Однако те три года, что Лора провела здесь, были лучшими, пока полгода назад не умер Гил – переходил улицу и его сбил автомобиль. Первым порывом Лоры было уехать отсюда, но выяснилось, что Гилберт оставил ей дом со всем содержимым. И просто все бросить не вышло.
С другой стороны, этот дом легко можно было бы продать и рвануть куда глаза глядят. Майлз точно согласился бы, даже если ему самому некуда было бы ехать. Но всякий раз, когда Лора всерьез задумывалась об этом, улицы, казалось, притягивали ее и не отпускали: знакомые витрины магазинов, дети, играющие на соседском крыльце, миссис Маркс с ее привычкой каждый понедельник в десять утра мыть из шланга пешеходную дорожку перед домом… Все это успокаивало. И непомерный груз потрясения и горя уже не казался непосильным, грозившим раздавить.

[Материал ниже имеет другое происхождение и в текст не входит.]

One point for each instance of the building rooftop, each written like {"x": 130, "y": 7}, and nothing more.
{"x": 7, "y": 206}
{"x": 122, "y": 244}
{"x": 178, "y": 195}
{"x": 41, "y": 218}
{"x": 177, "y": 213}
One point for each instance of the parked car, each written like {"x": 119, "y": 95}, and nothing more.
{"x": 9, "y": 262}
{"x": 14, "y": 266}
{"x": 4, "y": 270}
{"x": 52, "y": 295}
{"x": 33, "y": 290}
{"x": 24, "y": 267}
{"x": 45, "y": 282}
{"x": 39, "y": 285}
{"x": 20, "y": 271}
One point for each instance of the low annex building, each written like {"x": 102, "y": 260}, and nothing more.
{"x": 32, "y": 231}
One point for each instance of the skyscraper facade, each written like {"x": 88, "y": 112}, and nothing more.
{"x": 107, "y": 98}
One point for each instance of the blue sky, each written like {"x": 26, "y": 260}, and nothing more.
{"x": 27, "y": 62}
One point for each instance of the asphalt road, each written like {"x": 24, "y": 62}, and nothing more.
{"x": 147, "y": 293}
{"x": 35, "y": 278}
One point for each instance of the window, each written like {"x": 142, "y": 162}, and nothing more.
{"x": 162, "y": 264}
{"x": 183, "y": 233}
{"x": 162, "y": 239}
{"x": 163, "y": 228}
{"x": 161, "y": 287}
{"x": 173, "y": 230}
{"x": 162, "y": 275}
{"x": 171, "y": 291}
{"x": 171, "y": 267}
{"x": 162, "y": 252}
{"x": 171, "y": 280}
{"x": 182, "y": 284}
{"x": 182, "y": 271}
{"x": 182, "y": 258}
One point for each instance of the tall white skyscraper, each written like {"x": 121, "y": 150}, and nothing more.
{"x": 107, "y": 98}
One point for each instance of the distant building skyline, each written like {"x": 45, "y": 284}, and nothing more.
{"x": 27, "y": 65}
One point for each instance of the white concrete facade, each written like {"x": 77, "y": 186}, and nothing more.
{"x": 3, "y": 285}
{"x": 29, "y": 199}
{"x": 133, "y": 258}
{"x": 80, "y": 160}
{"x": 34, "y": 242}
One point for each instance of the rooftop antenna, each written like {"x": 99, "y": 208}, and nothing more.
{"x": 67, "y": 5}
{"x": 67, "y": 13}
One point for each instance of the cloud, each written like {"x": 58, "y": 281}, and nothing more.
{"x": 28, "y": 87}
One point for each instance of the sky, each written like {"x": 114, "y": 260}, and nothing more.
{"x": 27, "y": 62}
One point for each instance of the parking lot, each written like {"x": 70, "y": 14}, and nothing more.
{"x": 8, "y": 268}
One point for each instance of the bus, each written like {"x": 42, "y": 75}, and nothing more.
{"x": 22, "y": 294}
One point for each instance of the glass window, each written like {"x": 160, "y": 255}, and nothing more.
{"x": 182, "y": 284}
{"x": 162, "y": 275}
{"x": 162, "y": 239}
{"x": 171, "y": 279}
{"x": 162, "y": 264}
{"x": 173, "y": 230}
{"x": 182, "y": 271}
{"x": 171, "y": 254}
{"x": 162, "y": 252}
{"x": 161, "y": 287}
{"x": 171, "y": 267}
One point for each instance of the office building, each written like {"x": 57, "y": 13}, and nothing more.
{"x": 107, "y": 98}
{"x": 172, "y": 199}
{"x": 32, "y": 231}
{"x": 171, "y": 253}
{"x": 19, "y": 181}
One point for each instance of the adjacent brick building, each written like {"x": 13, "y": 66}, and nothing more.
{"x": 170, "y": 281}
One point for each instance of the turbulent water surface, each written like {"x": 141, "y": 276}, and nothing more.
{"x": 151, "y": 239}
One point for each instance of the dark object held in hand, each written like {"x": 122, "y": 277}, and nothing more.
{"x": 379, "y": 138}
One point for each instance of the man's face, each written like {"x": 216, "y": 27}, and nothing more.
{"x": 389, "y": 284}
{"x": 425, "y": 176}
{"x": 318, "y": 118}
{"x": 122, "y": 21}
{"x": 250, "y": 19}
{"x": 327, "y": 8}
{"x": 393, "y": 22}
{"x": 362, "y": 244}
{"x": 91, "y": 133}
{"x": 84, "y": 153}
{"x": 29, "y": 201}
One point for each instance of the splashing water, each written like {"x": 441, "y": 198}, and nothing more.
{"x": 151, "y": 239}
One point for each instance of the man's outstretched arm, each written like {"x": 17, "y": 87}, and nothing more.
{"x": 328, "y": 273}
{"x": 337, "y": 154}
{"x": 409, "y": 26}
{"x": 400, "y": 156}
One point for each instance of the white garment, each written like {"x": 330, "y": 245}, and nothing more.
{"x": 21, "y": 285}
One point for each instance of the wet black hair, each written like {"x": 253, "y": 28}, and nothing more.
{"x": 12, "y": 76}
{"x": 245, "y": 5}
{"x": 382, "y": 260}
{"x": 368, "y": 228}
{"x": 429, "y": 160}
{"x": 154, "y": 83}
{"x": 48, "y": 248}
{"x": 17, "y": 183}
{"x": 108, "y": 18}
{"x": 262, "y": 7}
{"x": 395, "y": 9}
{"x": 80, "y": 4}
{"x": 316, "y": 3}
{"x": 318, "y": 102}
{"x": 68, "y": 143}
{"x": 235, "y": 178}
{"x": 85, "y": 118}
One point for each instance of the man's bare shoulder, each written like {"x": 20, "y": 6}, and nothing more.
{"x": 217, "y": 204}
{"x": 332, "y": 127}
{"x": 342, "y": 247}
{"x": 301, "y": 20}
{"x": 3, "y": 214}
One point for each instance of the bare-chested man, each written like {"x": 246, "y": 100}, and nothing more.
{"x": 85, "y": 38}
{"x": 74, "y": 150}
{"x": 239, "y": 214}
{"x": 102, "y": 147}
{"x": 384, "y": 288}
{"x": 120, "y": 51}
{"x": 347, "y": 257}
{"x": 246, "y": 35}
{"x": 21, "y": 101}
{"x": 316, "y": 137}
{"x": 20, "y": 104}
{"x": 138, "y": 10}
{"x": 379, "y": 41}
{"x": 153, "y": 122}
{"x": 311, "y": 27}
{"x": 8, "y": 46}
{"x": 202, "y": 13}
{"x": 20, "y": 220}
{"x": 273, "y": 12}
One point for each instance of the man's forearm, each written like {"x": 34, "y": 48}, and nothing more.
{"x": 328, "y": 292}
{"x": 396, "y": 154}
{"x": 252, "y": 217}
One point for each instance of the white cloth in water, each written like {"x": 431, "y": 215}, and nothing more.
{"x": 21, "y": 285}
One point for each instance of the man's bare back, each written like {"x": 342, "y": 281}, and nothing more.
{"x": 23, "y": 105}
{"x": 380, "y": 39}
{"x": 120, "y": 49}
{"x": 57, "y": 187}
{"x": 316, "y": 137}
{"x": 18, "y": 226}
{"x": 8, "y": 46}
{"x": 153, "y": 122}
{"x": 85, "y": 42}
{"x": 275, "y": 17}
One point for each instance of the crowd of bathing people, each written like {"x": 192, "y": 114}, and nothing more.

И Лора осталась. Этот суетливый муравейник, в котором проблемы только множились, и она подчас выбивалась из сил, решая их, – этот город всегда был ее домом со своим непростым характером. И она была благодарна ему за то, что он воспитал характер и в ней самой. В самые мрачные моменты жизни только эта стойкость и спасала ее.
А еще Лоре казалось, что новый район сам ее выбрал, а не наоборот. Ей так хотелось ощущать свою принадлежность к чему-то. И Нью-Йорк действительно был на это способен. Последнее слово всегда оставалось за ним, а того, кто проявлял достаточно терпения, он всегда приводил туда, куда нужно.
Было четыре часа утра, но Лора нисколько не удивилась, когда увидела, что кто-то еще наслаждается трапезой «У Марты» даже в такой мертвый месяц, каким всегда считался август.